You need to define a class model like json object and then deserialize to it

public class YourModel {

   //create location class that has Name property
   public Location Location { get; set; }

   //create current class that has Temp_c and Cloud property
   public Current Current { get; set; }

}

and then

var data = JsonConvert.DeserializeObject<YourModel>(myJson);

and get the current value from data object

var current = data.Current;

CodePudding user response：

your 'Current' class is far of been like the JSON you post.

You need to convert the JSON string to a C# class. You can use QuickType to convert it (Newtonsoft compatible).

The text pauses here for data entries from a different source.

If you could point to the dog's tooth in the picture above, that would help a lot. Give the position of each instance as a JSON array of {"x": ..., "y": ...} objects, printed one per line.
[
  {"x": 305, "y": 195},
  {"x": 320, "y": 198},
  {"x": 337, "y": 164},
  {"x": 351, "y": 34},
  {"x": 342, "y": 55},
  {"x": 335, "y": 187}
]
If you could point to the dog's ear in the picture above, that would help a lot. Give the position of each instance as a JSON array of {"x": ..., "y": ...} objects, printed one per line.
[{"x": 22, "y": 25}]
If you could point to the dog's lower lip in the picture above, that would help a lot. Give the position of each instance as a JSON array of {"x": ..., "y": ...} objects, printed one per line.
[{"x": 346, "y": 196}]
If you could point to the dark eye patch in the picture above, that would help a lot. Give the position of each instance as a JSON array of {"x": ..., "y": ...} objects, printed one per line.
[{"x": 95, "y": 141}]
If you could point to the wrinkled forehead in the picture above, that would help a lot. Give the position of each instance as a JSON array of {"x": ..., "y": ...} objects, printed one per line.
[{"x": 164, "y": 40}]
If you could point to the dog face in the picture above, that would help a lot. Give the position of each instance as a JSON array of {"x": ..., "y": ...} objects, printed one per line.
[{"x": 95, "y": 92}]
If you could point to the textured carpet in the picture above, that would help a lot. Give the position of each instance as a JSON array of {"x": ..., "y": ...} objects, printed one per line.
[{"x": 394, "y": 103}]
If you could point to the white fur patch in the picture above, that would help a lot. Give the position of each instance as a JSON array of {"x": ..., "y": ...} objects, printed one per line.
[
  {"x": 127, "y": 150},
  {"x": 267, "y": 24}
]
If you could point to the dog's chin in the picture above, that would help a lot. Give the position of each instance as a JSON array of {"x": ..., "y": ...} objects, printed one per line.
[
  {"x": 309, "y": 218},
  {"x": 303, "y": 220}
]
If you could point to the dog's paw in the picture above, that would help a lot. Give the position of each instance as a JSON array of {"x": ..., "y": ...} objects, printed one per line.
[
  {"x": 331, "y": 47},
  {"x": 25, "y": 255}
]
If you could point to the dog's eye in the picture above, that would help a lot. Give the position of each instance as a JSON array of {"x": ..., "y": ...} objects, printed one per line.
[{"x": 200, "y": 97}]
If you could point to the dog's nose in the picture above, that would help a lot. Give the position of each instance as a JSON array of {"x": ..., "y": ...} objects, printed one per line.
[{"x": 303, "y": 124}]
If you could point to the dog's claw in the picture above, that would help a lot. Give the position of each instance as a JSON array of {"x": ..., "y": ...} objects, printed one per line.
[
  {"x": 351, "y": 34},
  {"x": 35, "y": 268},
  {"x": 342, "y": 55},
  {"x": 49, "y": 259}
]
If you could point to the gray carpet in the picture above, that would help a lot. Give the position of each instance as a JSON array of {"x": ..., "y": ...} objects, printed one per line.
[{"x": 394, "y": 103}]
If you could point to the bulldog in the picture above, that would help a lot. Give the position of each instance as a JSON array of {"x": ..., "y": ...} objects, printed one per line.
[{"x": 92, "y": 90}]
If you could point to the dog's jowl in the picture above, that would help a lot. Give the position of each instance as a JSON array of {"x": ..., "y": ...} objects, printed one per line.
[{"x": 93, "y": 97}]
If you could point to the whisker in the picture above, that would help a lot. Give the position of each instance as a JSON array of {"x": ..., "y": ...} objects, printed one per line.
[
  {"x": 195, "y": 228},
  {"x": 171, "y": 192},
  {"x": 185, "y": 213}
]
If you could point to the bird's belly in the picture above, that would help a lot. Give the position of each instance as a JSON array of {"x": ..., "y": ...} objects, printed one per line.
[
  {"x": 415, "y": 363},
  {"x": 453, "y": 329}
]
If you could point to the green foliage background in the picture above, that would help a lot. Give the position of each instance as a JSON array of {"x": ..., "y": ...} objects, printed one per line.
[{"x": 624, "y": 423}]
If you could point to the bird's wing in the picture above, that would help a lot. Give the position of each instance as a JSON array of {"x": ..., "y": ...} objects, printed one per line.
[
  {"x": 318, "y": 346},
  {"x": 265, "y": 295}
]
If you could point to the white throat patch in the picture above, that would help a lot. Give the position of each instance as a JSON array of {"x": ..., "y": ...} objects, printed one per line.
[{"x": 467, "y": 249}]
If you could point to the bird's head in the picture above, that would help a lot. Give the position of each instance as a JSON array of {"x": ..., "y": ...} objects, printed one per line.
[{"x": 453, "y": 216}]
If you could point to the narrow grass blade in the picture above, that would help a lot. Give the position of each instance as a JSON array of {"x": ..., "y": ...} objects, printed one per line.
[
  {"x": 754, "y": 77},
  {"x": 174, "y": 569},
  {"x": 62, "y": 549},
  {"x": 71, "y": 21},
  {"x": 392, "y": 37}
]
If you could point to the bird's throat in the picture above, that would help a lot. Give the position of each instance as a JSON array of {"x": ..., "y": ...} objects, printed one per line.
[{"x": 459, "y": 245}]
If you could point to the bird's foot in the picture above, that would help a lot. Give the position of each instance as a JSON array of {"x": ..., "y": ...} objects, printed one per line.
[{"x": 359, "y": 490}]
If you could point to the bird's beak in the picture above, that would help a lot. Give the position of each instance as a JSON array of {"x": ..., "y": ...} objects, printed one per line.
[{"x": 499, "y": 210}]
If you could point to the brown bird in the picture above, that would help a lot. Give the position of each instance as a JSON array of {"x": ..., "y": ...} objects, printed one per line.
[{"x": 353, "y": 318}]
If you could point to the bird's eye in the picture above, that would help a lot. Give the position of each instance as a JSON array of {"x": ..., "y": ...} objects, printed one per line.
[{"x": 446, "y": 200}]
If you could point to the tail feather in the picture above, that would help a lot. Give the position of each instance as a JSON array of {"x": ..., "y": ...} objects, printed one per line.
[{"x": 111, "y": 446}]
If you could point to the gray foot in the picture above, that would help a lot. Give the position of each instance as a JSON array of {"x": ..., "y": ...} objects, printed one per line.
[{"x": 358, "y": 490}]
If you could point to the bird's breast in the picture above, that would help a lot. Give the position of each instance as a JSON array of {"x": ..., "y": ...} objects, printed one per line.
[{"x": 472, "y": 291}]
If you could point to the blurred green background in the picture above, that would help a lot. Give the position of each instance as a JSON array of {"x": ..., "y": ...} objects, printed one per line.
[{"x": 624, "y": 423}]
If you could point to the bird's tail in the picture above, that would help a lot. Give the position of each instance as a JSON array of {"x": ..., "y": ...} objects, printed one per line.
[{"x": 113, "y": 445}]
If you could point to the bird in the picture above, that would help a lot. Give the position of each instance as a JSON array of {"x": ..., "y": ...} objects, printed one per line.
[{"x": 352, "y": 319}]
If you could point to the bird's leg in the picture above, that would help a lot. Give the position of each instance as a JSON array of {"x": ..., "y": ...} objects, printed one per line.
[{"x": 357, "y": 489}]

Note: I am using System.Text.Json.Serialization but the class model should be equal, just change:

[JsonPropertyName("temp_c")] // .Net serializer (I prefer this)

to

[JsonProperty("temp_c")] // Newtonsoft.Json serializer

(replace "temp_c" for every name)

Here is the class model (a complete console application) you need:

using System;
using System.Text.Json;
using System.Text.Json.Serialization;

#nullable disable

namespace test
{
    public class Weather
    {
        [JsonPropertyName("location")]
        public Location Location { get; set; }

        [JsonPropertyName("current")]
        public Current Current { get; set; }
    }

    public class Location
    {
        [JsonPropertyName("name")]
        public string Name { get; set; }
    }

    public class Current
    {
        [JsonPropertyName("temp_c")]
        public double TempC { get; set; }

        [JsonPropertyName("cloud")]
        public int Cloud { get; set; }
    }


    class Program
    {
        static void Main(string[] args)
        {
            string json = "{\"location\": { \"name\": \"London\" }, \"current\": { \"temp_c\": 5.0, \"cloud\": 50 }}";
            Weather myWeather = JsonSerializer.Deserialize<Weather>(json);

            Console.WriteLine("Location: {0} - Temp: {1:F}", myWeather.Location.Name, myWeather.Current.TempC);
        }
    }
}

Now the Deserializer will work OK.